My dream came true this summer when I got to attend a Japanese baseball game in Tokyo on a student “free day” during an overseas study program I co-directed with my Japanese colleague Yoshiko Green. I wanted to know how the quintessentially American game translates to Japanese culture. In the States, baseball reflects our individualism and our obsession with measurement. It’s a team sport in which individual players determine outcomes in a direct way – unlike football or basketball, in which the whole team executes coordinated “plays” and every player’s motion counts. Baseball involves a lot of waiting around, followed by sudden crisis-like spurts of activity. It reflects the way most of us live. Finally, there are statistics – batting averages and earned run averages, home run totals, and so forth, that measure individual achievement, and baseball fans pay attention to those numbers, tracking the performance of favorite players and arguing with friends about the relative value of this player or that.
Watching Japanese professional baseball was an uncanny experience, familiar and unfamiliar at the same time. So much is the same – the playing field, the stadium, the baseball uniforms, the basic rules. On top of that, Japanese baseball employs English terminology. Strikes, balls, home runs, and so forth, are named in English, even by people who know few English words otherwise. Team names appear only in English. The entire production seems to be directed toward an American audience. But at the game I attended, a matchup between the last-place Tokyo Yakult Swallows and the Hanshin Tigers, I was (as far as I could tell) the only westerner. I suppose that when Americans want to see a game, they choose the famous Yomiuri Giants. No one has heard of the Swallows. Americans don’t keep up with Japanese baseball the way many Japanese people keep up with our major league. It’s as if the Japanese league plays partly to an imaginary American audience – or as if being a Japanese baseball fan is partly a matter of being a fan of American sports.

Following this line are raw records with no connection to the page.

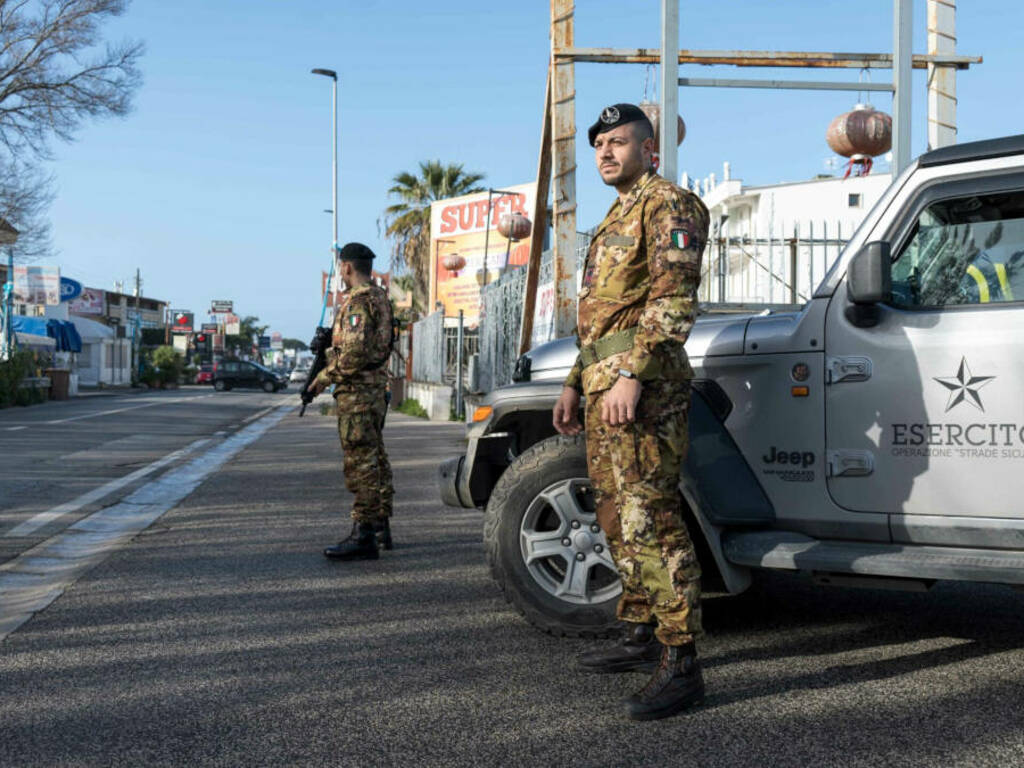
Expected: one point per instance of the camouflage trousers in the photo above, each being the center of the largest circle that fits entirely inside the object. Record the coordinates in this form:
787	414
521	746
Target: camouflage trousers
634	469
368	471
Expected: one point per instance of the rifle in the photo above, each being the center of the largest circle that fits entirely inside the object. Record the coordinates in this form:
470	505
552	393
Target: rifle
318	346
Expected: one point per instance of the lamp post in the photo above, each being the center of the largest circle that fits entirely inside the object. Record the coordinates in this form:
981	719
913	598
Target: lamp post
8	236
334	176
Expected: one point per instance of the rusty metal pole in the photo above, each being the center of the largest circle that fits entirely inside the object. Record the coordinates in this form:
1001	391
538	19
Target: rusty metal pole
563	140
793	269
941	80
669	145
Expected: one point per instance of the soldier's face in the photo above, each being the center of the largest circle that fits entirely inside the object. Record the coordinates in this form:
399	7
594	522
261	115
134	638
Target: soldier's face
622	157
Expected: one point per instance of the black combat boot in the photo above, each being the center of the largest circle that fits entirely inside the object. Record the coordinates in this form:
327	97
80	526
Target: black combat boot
360	545
384	534
677	683
637	651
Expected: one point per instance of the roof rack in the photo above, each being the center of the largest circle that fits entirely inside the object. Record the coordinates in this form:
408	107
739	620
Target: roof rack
992	147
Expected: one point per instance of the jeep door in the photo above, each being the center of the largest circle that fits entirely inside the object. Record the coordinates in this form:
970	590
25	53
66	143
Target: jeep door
924	413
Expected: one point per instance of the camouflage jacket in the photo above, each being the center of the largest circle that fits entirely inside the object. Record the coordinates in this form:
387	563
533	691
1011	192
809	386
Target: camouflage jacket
642	270
359	343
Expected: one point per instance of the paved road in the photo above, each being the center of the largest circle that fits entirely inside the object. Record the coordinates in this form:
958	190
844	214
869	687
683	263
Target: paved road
219	636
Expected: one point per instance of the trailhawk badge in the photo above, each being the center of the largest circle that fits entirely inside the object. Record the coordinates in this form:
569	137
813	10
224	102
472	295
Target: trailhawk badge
964	386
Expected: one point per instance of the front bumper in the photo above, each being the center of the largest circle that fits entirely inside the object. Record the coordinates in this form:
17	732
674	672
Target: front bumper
453	482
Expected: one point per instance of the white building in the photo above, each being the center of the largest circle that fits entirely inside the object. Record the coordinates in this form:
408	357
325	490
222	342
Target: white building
762	237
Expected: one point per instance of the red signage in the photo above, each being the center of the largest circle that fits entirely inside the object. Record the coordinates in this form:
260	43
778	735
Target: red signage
181	322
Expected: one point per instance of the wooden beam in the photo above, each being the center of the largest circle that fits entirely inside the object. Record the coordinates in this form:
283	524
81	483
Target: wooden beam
563	203
761	57
540	224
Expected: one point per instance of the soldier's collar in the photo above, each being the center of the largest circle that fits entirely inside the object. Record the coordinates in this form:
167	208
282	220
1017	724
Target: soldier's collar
636	192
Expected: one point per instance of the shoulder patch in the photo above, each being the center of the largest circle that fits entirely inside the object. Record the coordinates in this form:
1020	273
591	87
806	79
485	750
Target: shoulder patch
682	239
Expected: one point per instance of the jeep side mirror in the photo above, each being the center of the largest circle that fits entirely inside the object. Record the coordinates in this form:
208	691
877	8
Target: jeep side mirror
869	279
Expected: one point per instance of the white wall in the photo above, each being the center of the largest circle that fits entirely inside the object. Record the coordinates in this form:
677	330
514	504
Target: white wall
758	270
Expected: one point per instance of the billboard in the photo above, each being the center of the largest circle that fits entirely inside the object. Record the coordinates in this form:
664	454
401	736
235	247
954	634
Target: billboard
90	301
465	241
37	285
181	322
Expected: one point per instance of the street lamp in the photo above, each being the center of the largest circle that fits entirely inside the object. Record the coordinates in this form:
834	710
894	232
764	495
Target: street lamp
334	174
8	236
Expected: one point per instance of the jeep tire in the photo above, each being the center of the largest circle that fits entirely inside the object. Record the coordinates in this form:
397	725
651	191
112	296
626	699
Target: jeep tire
544	547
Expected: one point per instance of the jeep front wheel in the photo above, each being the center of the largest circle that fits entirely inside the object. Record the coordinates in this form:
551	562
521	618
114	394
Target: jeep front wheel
544	545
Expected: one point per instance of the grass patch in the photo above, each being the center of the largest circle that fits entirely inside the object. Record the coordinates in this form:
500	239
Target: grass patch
412	407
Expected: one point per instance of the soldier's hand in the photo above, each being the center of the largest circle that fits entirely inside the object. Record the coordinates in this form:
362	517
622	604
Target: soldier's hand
565	416
620	404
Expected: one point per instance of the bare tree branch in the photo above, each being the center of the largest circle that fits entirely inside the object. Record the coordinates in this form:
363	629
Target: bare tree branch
53	73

Other aspects of the game were strange to me. As I approached Meiji Jingu Stadium, I noticed a large banner that included the Swallows’ motto -- a humble admonition after a disappointing 2016 season: “Snap out of it 2017,” it said. Both teams had large, formal cheering sections in the bleachers. Everyone who sat there wore team colors and regularly chanted “support songs.” Cheerleaders took the field between innings. Each team has its own chants, just as the fans of each team have their own way of celebrating runs and other important events. These are not taunting displays of dominance. Like the cutesy mascots (two overfat swallows that looked like smiling penguins and seemed to be a married couple), the coordinated gestures of the crowd were disarmingly sweet. Swallows fans brought to the game small plastic-canopied umbrellas which they would open during celebrations and twirl and wave in outstretched arms while singing. The game was less a competition than an opportunity for fellowship. What was there not to like?
Baseball is one way in which Japan and America are connected. My students on this trip were drawn more strongly by another connection. When I asked if any of them wanted to go to the game I discovered that most of them were planning shopping sprees for items related to Japanese cartoon culture, an important part of the world they all grew up in. Their minds were opening to the almost infinite forms of artistic expression that Saturday morning cartoons had given them the first taste of. They had a lot to say about their discoveries in that realm. We were all pursuing the fun work of cultural translation.
Editors note: The audio version of this piece contains incorrect references of the Tokyo Yakult baseball team as the Sparrows, instead of the Swallows.